Boutade o ultimatum? Difficile distinguere quando si tratta di Lega ma quel che è evidente a tutti è che la scadenza del 23 gennaio – indicata da Calderoli e confermata da Bossi – non è nè potrà essere ultimativa. I conti sono presto fatti e i tempi, parlamentari prima ancora che politici, dicono chiaramente che prima di fine marzo il processo federalista non potrà in nessun caso essere completato.
Almeno se si vuole escludere il secondo decreto attuativo su Roma capitale, che Calderoli dà ormai archiviato da mesi mentre il sindaco Alemanno è ancora incerto se reclamare o accontentarsi della targa puramente declamativa del primo affissa in Campidoglio. In caso contrario i tempi potrebbero addirittura allungarsi.
Sgombrato il campo dall’aut-aut temporale leghista, c’è da chiedersi se c’è la volontà politica della maggioranza di approvare i decreti attuativi del federalismo attualmente in Bicameralina che rappresentano il cuore della legge delega 42 in scadenza a maggio.
Dalla prossima settimana entrerà nel vivo il confronto sulla fiscalità comunale al centro di un incontro tra il ministro Calderoli e i due relatori di maggioranza e minoranza, Enrico La Loggia per il Pdl e Giuliano Barbolini per il Pd. Il decreto, in scadenza in questi giorni, usufruisce di un supplemento d’esame di 20 giorni. «Su questo slittamento dei tempi c’è stato un accordo comune – spiega il senatore Barbolini – nel rispetto della delega. Anche alla luce delle audizioni, in particolare dell’Anci, è emerso che il testo necessita di diverse correzioni. Mi auguro che il governo sia disponibile ad entrare nel merito». Il decreto, spiega Barbolini, così com’è non garantisce l’autonomia finanziaria dei comuni rispondendo piuttosto a logiche di finanza derivata. A cominciare dall’Imu su seconde case che provoca distorsioni interne finendo per chiamare in causa i fondi perequativi e dalla cedolare secca che solleva problemi di gettito. Subito dopo il decreto sulla fiscalità comunale, all’esame della Bicameralina ci saranno quello sulle sanzioni, sulla fiscalità regionale e sui costi standard della sanità.

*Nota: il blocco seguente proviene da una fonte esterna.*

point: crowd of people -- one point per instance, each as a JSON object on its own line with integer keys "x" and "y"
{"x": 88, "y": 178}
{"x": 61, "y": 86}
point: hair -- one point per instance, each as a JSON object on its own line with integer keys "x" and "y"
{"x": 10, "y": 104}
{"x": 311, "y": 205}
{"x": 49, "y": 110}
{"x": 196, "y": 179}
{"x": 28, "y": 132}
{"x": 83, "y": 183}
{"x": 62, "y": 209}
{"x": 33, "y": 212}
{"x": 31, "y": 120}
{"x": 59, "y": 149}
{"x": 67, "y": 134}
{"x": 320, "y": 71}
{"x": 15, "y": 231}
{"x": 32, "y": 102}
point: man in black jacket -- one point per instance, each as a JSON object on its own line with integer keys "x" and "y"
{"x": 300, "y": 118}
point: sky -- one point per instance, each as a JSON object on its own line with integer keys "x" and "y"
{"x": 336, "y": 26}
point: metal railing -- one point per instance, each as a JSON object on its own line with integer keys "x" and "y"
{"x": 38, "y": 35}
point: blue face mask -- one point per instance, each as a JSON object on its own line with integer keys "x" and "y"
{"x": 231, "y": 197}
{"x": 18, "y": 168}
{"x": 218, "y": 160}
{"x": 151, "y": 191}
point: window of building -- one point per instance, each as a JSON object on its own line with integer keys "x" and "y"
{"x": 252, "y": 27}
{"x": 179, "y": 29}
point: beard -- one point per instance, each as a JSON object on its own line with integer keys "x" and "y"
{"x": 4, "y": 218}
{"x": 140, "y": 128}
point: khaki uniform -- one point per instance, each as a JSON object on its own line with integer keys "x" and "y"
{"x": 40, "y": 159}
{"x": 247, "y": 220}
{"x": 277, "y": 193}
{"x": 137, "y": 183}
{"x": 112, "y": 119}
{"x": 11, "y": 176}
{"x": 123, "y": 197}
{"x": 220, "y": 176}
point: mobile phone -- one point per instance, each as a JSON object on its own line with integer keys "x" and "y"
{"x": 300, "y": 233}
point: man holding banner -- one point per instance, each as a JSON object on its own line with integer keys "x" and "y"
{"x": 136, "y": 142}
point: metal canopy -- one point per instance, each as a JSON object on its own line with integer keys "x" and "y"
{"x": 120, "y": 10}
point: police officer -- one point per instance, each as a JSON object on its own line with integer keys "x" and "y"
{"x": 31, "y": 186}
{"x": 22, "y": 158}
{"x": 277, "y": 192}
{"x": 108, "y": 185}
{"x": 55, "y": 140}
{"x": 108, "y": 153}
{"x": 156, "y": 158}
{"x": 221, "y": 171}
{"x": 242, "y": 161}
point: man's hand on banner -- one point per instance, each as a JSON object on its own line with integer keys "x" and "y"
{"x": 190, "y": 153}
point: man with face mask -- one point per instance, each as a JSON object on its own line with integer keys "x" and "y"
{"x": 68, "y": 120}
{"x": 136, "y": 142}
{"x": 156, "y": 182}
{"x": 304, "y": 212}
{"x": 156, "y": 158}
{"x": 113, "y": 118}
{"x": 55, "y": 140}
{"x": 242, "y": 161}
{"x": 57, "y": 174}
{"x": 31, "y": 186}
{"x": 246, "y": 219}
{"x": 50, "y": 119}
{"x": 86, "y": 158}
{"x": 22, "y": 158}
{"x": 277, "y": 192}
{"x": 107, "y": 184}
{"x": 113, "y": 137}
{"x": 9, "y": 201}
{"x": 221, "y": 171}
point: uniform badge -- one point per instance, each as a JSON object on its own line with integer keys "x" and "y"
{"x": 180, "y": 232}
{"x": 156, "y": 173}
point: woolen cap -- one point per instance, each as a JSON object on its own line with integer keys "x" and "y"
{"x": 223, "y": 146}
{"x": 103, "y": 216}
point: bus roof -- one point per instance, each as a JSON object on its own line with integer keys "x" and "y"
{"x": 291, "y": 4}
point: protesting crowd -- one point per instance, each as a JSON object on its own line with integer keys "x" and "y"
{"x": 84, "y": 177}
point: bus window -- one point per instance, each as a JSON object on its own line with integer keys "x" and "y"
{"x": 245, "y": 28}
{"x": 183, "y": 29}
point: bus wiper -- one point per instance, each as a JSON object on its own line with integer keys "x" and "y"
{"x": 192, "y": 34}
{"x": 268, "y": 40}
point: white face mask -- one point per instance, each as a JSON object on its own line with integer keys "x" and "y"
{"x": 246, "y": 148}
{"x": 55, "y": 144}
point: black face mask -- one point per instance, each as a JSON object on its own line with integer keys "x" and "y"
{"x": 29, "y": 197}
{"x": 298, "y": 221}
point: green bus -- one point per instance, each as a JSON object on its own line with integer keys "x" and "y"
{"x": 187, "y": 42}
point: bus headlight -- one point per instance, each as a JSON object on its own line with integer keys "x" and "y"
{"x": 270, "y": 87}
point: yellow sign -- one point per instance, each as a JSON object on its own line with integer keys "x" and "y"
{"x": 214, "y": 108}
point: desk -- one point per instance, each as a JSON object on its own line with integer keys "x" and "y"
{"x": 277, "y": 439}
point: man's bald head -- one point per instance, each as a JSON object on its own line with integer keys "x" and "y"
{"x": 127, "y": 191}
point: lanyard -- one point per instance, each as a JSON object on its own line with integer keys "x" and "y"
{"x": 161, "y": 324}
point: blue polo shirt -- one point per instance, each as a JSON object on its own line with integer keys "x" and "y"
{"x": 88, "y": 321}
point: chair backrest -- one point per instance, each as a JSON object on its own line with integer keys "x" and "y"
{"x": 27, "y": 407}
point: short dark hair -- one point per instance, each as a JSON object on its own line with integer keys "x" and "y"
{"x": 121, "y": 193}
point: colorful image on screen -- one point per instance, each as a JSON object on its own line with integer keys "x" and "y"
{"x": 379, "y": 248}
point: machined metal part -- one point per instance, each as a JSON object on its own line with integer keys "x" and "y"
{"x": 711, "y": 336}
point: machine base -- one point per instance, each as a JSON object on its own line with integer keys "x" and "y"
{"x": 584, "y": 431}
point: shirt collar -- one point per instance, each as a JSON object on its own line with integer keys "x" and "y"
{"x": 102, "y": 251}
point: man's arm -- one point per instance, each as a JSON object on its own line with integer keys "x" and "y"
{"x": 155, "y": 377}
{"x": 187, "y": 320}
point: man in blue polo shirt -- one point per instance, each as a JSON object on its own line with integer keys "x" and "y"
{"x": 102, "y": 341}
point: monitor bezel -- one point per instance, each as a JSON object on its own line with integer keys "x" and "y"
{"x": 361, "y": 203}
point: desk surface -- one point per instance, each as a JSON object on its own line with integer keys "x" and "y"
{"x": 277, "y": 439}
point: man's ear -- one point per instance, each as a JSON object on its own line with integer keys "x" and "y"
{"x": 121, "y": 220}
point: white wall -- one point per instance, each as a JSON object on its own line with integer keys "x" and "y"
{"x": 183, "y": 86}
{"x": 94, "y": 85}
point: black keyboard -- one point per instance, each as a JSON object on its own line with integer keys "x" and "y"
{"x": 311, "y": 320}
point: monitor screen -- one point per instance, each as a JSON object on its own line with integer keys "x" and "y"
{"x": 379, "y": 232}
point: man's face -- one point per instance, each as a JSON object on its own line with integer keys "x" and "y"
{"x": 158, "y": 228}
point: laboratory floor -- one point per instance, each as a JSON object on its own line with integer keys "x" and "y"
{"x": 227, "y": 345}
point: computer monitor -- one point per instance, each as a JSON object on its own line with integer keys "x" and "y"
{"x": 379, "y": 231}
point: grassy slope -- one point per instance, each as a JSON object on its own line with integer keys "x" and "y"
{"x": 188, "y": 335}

Se per Barbolini «è interesse di tutti che, al netto di posizioni anche distanti, il testo che esce dalla commissione rispecchi il nostro dibattito», per Francesco Boccia (coordinatore delle commissioni economiche del Pd alla camera) l’ultimatum leghista è un bluff: «Il federalismo dipende solo da Calderoli e Tremonti. In questa legislatura è stato fatto un lavoro intenso nella bicamerale nella quale il Pd non ha mai fatto mancare il suo contributo ma, fino ad oggi, continuano a mancare le risorse».